The whitepaper section 4.13 talks about containment mode as follows:

> Given a specific storage node, an audit might reveal that it is offline or incorrect. In the case of a node being offline, the audit failure may be due to the address in the node discovery cache being stale, so another, fresh Kademlia lookup will be attempted. If the node still appears to be offline, the Satellite places the node in containment mode. In containment mode, the Satellite will calculate and save the expected response, then continue to try the same audit with that node until the node either responds successfully, actively fails the audit, or is disqualified from being offline too long. Once the node responds successfully, it leaves containment mode. All audit failures will be stored and saved in the reputation system. 

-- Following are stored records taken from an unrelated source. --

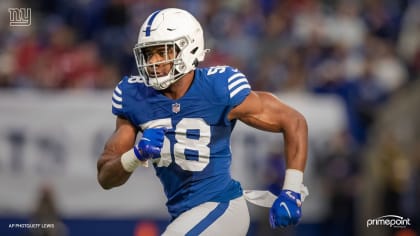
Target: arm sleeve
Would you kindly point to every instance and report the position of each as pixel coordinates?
(238, 87)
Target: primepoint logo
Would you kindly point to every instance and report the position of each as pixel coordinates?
(389, 220)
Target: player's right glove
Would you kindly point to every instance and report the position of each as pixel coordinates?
(286, 210)
(149, 147)
(150, 144)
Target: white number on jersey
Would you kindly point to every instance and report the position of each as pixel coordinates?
(182, 143)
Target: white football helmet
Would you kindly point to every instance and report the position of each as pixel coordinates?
(174, 28)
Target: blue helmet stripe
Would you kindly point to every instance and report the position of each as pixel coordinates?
(149, 23)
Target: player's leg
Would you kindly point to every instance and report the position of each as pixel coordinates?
(212, 218)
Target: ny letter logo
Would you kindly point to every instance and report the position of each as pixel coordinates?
(20, 16)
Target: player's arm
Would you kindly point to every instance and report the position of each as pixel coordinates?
(110, 170)
(264, 111)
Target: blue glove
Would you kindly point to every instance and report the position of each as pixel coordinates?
(150, 144)
(286, 209)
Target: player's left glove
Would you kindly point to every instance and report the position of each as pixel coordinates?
(286, 209)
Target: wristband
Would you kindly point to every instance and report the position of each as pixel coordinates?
(130, 162)
(293, 180)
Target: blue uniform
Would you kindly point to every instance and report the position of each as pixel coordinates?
(194, 166)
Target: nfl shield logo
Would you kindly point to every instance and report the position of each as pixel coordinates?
(176, 107)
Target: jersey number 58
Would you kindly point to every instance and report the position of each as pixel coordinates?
(177, 147)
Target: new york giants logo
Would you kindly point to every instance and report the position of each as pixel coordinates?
(20, 16)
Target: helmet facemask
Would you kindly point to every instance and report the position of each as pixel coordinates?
(171, 53)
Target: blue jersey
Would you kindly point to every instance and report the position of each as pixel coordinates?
(194, 165)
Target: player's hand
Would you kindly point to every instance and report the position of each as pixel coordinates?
(286, 210)
(150, 144)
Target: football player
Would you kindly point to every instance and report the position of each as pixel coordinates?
(186, 116)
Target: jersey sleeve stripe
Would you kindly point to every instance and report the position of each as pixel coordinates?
(238, 89)
(234, 76)
(239, 81)
(118, 91)
(116, 106)
(116, 97)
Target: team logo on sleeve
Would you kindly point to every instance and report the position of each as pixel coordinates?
(176, 107)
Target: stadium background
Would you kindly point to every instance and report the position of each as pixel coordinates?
(351, 67)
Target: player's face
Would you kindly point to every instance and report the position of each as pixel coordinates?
(160, 58)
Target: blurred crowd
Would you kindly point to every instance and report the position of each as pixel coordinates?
(362, 51)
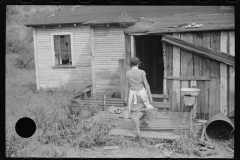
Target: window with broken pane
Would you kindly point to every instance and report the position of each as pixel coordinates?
(62, 48)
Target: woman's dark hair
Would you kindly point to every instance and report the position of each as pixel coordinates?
(135, 61)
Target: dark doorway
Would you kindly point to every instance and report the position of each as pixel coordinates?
(149, 50)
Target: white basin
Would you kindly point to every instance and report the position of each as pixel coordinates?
(190, 91)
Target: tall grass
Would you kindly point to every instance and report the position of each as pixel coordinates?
(57, 125)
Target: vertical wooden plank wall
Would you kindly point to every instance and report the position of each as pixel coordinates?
(176, 73)
(231, 75)
(206, 72)
(197, 71)
(109, 47)
(216, 93)
(186, 66)
(223, 74)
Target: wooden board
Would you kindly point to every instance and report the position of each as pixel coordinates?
(133, 49)
(169, 64)
(223, 75)
(127, 49)
(214, 101)
(197, 70)
(231, 74)
(206, 72)
(176, 72)
(122, 73)
(36, 57)
(186, 66)
(93, 63)
(165, 70)
(147, 134)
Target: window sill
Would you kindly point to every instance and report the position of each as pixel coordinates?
(63, 66)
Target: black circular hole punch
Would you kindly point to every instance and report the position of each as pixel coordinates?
(26, 1)
(144, 1)
(202, 1)
(173, 1)
(55, 1)
(114, 1)
(85, 1)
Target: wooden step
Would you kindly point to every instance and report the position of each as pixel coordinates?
(147, 134)
(162, 96)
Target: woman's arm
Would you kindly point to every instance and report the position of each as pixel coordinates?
(147, 86)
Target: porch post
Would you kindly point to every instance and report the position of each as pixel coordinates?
(133, 49)
(122, 72)
(93, 63)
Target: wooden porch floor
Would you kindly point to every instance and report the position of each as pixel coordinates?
(163, 127)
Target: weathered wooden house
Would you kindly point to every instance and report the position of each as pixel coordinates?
(95, 44)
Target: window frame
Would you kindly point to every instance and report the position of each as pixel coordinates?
(53, 51)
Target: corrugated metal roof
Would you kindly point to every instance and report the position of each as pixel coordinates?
(90, 15)
(202, 51)
(212, 20)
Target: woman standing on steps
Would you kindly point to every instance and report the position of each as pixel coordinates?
(138, 93)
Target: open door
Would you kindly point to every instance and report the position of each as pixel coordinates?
(149, 50)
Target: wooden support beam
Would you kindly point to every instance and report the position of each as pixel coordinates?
(36, 57)
(176, 72)
(93, 63)
(231, 74)
(165, 70)
(133, 49)
(223, 74)
(122, 72)
(206, 72)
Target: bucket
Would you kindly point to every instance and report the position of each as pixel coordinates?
(125, 113)
(151, 114)
(219, 127)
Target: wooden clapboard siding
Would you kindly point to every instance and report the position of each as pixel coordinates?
(214, 100)
(231, 75)
(109, 47)
(198, 71)
(186, 66)
(223, 74)
(206, 72)
(53, 77)
(176, 72)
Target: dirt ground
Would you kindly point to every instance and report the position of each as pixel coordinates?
(20, 85)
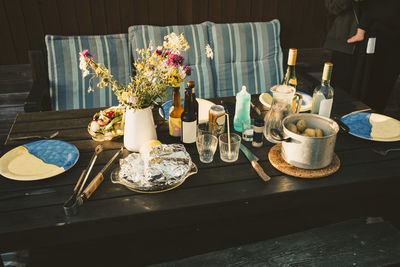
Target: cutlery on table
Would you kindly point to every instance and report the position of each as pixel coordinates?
(98, 179)
(385, 152)
(74, 201)
(34, 136)
(254, 162)
(31, 193)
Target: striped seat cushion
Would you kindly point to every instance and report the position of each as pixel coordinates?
(195, 57)
(246, 54)
(68, 89)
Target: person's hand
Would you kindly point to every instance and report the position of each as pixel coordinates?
(358, 37)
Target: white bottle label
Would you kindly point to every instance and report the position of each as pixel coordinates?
(325, 107)
(189, 132)
(371, 45)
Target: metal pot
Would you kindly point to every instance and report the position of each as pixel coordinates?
(309, 152)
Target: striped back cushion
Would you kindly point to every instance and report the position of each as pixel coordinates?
(195, 57)
(68, 89)
(246, 54)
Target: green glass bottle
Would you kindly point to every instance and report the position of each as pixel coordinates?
(323, 94)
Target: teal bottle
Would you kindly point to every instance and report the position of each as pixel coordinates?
(242, 111)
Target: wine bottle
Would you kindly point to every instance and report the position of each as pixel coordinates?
(290, 76)
(188, 119)
(191, 84)
(323, 94)
(175, 113)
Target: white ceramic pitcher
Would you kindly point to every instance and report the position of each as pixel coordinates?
(139, 128)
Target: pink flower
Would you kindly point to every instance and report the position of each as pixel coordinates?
(86, 53)
(188, 70)
(175, 60)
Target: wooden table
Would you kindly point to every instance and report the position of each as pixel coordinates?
(221, 206)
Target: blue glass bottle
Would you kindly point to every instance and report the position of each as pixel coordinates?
(242, 110)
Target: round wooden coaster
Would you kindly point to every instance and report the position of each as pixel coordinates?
(279, 163)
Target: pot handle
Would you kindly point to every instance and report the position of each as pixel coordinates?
(277, 135)
(193, 170)
(343, 126)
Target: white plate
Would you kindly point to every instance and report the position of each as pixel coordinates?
(38, 160)
(204, 107)
(373, 126)
(266, 100)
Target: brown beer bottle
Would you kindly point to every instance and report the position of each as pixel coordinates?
(175, 113)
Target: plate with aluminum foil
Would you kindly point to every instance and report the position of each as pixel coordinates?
(162, 168)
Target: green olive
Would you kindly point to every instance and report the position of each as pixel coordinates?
(309, 132)
(318, 133)
(301, 125)
(291, 127)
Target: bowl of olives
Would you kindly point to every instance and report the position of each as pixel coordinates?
(309, 140)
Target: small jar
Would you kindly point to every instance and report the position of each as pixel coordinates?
(258, 133)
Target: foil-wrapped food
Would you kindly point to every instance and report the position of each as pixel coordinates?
(161, 168)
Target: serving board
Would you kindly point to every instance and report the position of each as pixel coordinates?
(276, 159)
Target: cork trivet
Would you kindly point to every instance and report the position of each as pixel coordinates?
(279, 163)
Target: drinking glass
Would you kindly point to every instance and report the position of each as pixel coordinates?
(206, 142)
(247, 130)
(229, 153)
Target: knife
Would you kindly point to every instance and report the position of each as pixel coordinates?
(98, 179)
(31, 193)
(253, 159)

However, we're departing from the whitepaper because offline nodes will not be moved to containment mode.
They will just be marked as offline.
Instead, containment mode is specifically for nodes that initially respond to the audit service's dial but then don't send the requested erasure share.

The node will be given a `contained` flag, and if the audit service attempts to audit the node again, it will see this flag and first request the same share it had originally requested, then continue the new audit right after.
If the storage node fails to send this share again, it will have its `reverifyCount` incremented.

If the `reverifyCount` exceeds a `reverifyLimit`, then the node will be marked as failing the audit and removed from containment mode.
Otherwise, the node will pass the audit and will also be removed from containment mode.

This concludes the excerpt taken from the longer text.